Mapping out your business future: exiting
It’s probably true to say that it’s not often you get in a car or board a train without knowing your destination. Planning your exit should not begin at the end – it’s something that successful business owners build in to their plans early in the journey. The sooner you start thinking about it, the more informed you will be about the process and the potential outcomes.
As you plan for growth and maturity, you should plan for the exit point. Say you are starting your business today, aged 35, and you know you want to retire in 20 years’ time. Being familiar with the principles of ‘exit’ will help you at the start-up, growth, maturity and ‘what’s next?’ stages. It will also help you to set achievable milestones along the way so that you can tell if your efforts are contributing towards a successful outcome at the point of exit.
If you have a goal to dispose of the business and want to achieve a target value, but you haven’t understood the basis on which businesses are valued, it’s unlikely that you will get what you want.
Understanding how an acquirer will value your business in broad terms will allow you to assess whether you are likely to meet your own expectations and, if not, direct you towards the routes you might take to improve the business and its value prior to sale. The closer you leave that assessment to the point of disposal, the less impact you can have on the outcome.
Preparing yourself for the exit process is also key to maximising value.
Getting the business in tip-top condition and ready for disposal is critical.
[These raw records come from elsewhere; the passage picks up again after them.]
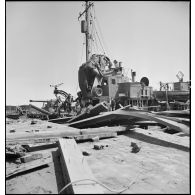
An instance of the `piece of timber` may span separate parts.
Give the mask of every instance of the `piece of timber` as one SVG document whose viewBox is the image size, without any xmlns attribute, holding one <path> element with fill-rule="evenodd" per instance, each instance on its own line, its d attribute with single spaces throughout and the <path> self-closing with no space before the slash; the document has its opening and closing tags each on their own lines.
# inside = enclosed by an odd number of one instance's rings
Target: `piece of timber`
<svg viewBox="0 0 195 195">
<path fill-rule="evenodd" d="M 83 120 L 85 118 L 89 118 L 89 117 L 93 117 L 93 116 L 96 116 L 98 115 L 100 112 L 106 112 L 108 111 L 108 107 L 107 107 L 107 104 L 105 102 L 101 102 L 97 105 L 95 105 L 89 113 L 81 113 L 79 115 L 77 115 L 76 117 L 70 119 L 68 121 L 68 123 L 72 123 L 72 122 L 76 122 L 76 121 L 79 121 L 79 120 Z"/>
<path fill-rule="evenodd" d="M 112 138 L 112 137 L 117 137 L 117 133 L 111 132 L 111 133 L 97 133 L 97 134 L 85 134 L 85 135 L 78 135 L 74 136 L 76 141 L 87 141 L 87 140 L 92 140 L 94 137 L 99 137 L 99 139 L 105 139 L 105 138 Z"/>
<path fill-rule="evenodd" d="M 178 123 L 176 121 L 173 121 L 171 119 L 165 119 L 161 118 L 160 116 L 157 116 L 155 114 L 149 113 L 149 112 L 139 112 L 139 111 L 124 111 L 124 110 L 116 110 L 112 112 L 107 112 L 100 116 L 91 117 L 88 119 L 84 119 L 81 121 L 77 121 L 74 123 L 69 124 L 71 127 L 76 128 L 89 128 L 94 126 L 101 126 L 102 124 L 107 123 L 114 125 L 116 123 L 123 123 L 128 122 L 130 123 L 130 120 L 132 119 L 145 119 L 150 121 L 155 121 L 161 125 L 168 126 L 171 129 L 174 129 L 179 132 L 184 132 L 189 134 L 189 127 L 187 125 Z"/>
<path fill-rule="evenodd" d="M 157 117 L 160 118 L 165 118 L 165 119 L 169 119 L 169 120 L 172 120 L 172 121 L 175 121 L 175 122 L 178 122 L 178 123 L 183 123 L 185 125 L 188 125 L 190 126 L 190 119 L 188 118 L 180 118 L 180 117 L 173 117 L 173 116 L 165 116 L 165 115 L 157 115 Z"/>
<path fill-rule="evenodd" d="M 56 139 L 57 141 L 57 139 Z M 50 148 L 56 148 L 57 143 L 44 143 L 44 144 L 23 144 L 23 148 L 25 148 L 28 152 L 47 150 Z"/>
<path fill-rule="evenodd" d="M 51 123 L 58 123 L 58 124 L 65 124 L 67 123 L 67 121 L 69 121 L 70 119 L 72 119 L 72 117 L 64 117 L 64 118 L 56 118 L 56 119 L 51 119 L 48 122 Z"/>
<path fill-rule="evenodd" d="M 120 110 L 116 110 L 116 111 L 120 111 Z M 105 112 L 98 116 L 76 121 L 70 123 L 69 126 L 83 129 L 83 128 L 95 128 L 95 127 L 102 127 L 102 126 L 128 125 L 130 119 L 135 119 L 134 116 L 120 117 L 119 115 L 116 115 L 116 111 Z"/>
<path fill-rule="evenodd" d="M 180 149 L 186 152 L 190 151 L 190 139 L 188 136 L 179 137 L 176 134 L 169 134 L 158 131 L 158 129 L 157 131 L 154 129 L 148 129 L 146 131 L 140 128 L 134 128 L 130 131 L 126 131 L 126 135 L 130 138 L 148 142 L 150 144 L 157 144 L 164 147 Z"/>
<path fill-rule="evenodd" d="M 66 137 L 71 135 L 79 135 L 80 130 L 68 126 L 64 126 L 61 129 L 43 129 L 39 132 L 18 132 L 18 133 L 7 133 L 6 140 L 10 139 L 39 139 L 39 138 L 46 138 L 46 137 Z"/>
<path fill-rule="evenodd" d="M 51 142 L 55 142 L 58 140 L 58 138 L 61 137 L 79 137 L 80 135 L 90 135 L 90 136 L 102 136 L 102 133 L 105 134 L 112 134 L 115 132 L 124 132 L 127 130 L 127 127 L 123 126 L 115 126 L 115 127 L 100 127 L 100 128 L 89 128 L 89 129 L 76 129 L 76 128 L 71 128 L 71 127 L 64 127 L 65 129 L 58 130 L 58 131 L 52 131 L 50 133 L 44 133 L 44 132 L 37 132 L 37 133 L 23 133 L 19 134 L 17 137 L 12 136 L 7 136 L 6 138 L 6 144 L 29 144 L 29 143 L 47 143 L 47 145 L 51 145 L 51 147 L 55 147 L 55 144 Z M 36 136 L 35 136 L 36 135 Z M 81 137 L 80 137 L 81 138 Z M 80 139 L 79 138 L 79 139 Z M 41 147 L 41 146 L 40 146 Z M 43 147 L 44 148 L 44 147 Z"/>
<path fill-rule="evenodd" d="M 44 109 L 38 108 L 38 107 L 35 106 L 35 105 L 29 104 L 29 106 L 32 107 L 32 108 L 34 108 L 35 110 L 37 110 L 37 111 L 43 113 L 43 114 L 52 115 L 52 113 L 50 113 L 50 112 L 48 112 L 48 111 L 46 111 L 46 110 L 44 110 Z"/>
<path fill-rule="evenodd" d="M 11 179 L 12 177 L 22 175 L 25 173 L 28 173 L 29 171 L 34 171 L 36 169 L 48 167 L 48 164 L 51 163 L 51 158 L 46 160 L 35 160 L 30 163 L 21 164 L 19 168 L 12 170 L 12 171 L 6 171 L 6 180 Z"/>
<path fill-rule="evenodd" d="M 77 185 L 71 184 L 62 193 L 65 194 L 103 194 L 102 187 L 96 180 L 74 139 L 59 139 L 60 160 L 65 185 L 80 181 Z"/>
<path fill-rule="evenodd" d="M 190 118 L 190 112 L 188 110 L 168 110 L 168 111 L 154 112 L 154 114 L 169 116 L 169 117 Z"/>
</svg>

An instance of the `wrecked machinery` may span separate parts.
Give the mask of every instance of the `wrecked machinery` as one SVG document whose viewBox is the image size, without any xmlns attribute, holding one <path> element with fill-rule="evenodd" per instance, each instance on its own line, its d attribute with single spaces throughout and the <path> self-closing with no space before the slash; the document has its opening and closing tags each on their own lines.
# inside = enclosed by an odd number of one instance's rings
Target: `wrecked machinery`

Ensuring the business’s legal arrangements, accounting records and other critical documentation are properly validated and up to date is critical to transaction success, so give the business some thorough attention.
Understanding the current tax environment and monitoring its change over time will also help you to determine what your after-tax proceeds from a transaction will be. The current tax environment is generally favourable for those looking to exit their business, but that might not always be the case.
Your ongoing role after exit needs considering. There are often reasons why the new owners will want the previous owner to remain involved after the transaction, but this is mainly to ensure an orderly passage of expertise, knowledge and goodwill from old to new. Taking the money and running is rarely an option for all but a minority of businesses.
Exiting doesn’t just mean selling to a trade buyer; there are other opportunities and pathways.
You could explore a management buyout and stay involved to support the team, or you could look to pass the business on to a loved one and build a legacy.
While these routes may not necessarily be the best in terms of business value, either scenario may represent the optimum exit route for several personal or business reasons, so they should be explored.
Succession planning is something that we really enjoy helping clients to achieve, as it is the culmination of a lifetime of hard work. It is rare that one type of exit will fit all eventualities, so take the time to give this final process the careful and considered thought that is needed.